CORONARY STENTING USE DRAMATICALLY INCREASES AS COSTS PLUNGE

From 1990-97, use of coronary stenting at Emory University Hospitals "increased from a procedure performed rarely to more than 50 percent of cases," reported Emory researchers in November at the 71st Scientific Sessions of the American Heart Association.

"Outcome of stent cases improved dramatically, in part due to patient mix, in part to technical improvements," says first author William S. Weintraub, M.D., professor of Medicine (Cardiology) at the Emory University School of Medicine. "Costs of balloon angioplasty and stents both fell, but stenting much more dramatically, such that in 1997 stents cost an average of $1,318 more than PTCA (percutaneous balloon angioplasty)."

In 1993, for instance, only 2.8 percent of patients at Emory receiving catheter-based interventions for coronary artery disease underwent stenting; the average cost of stenting was $16,375 per procedure and required a 6.5-day hospital stay.

Within four years, 50.1 percent of appropriate patients at Emory received stenting at an average cost of $7,687 per procedure and spent 2.1 days in the hospital.

"Changes in stent use and outcome appear to still be continuing," Dr. Weintraub says.

Cost of balloon angioplasty at Emory declined from $8,248 in 1991 to $6,305 in 1997, and length of hospital stay declined from 2.4 days in 1991 to 1.7 days in 1997.

Study data were collected from 1,082 patients receiving coronary stenting and 14,060 patients undergoing balloon angioplasty.
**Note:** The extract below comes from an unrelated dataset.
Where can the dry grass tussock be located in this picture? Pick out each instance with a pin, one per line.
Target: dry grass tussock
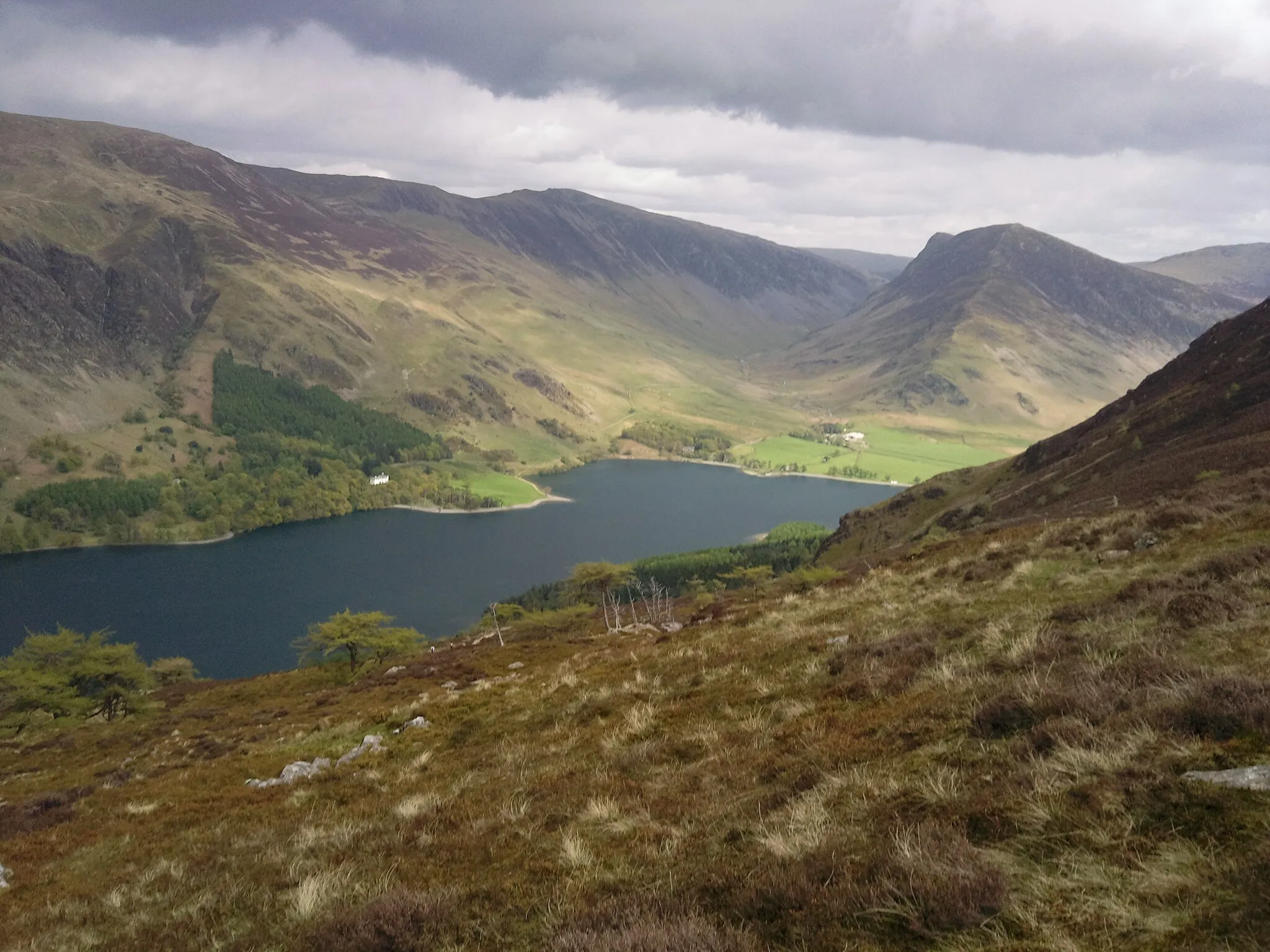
(980, 748)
RISK OF RESTENOSIS GREATER FOR WOMEN THAN MEN AFTER CORONARY STENTING

Women are significantly more likely than men to experience complications after receiving stents to "prop" open occluded coronary arteries, concluded authors of an Emory University study presented at the 71st Scientific Sessions of the American Heart Association in November.

Six months after undergoing coronary stenting, indicators of restenosis, or a renarrowing of coronary arteries, were noted in 27 percent of 410 women versus 20 percent of 1,046 men evaluated. Researchers included heart attack, bypass surgery, repeat angioplasty and death as indicators of "clinical" restenosis.

When researchers compared the group of coronary stenting patients with 7,735 men and 3,111 women who had undergone balloon angioplasty without stenting, they found that stenting was associated with poorer outcomes for both genders, though more so for women who received stents, 27 percent of whom experienced clinical restenosis versus 20 percent of the female patients who received angioplasty alone.

Data indicated that risk of death at the time of the initial procedure or six months later was greater for both groups of women (angioplasty patients either did or did not receive stents) compared with both groups of men. In the analysis, researchers took into account that women in the study were older and had more diabetes and high blood pressure than male subjects.

"With caution in the nonrandomized comparison of coronary stenting to balloon angioplasty, these data show that clinical restenosis is not eliminated by coronary stenting, revealing the need for brachytherapy or other new therapy to prevent restenosis, especially in woman," says first author William S. Weintraub, M.D., professor of Medicine (Cardiology) at the Emory University School of Medicine.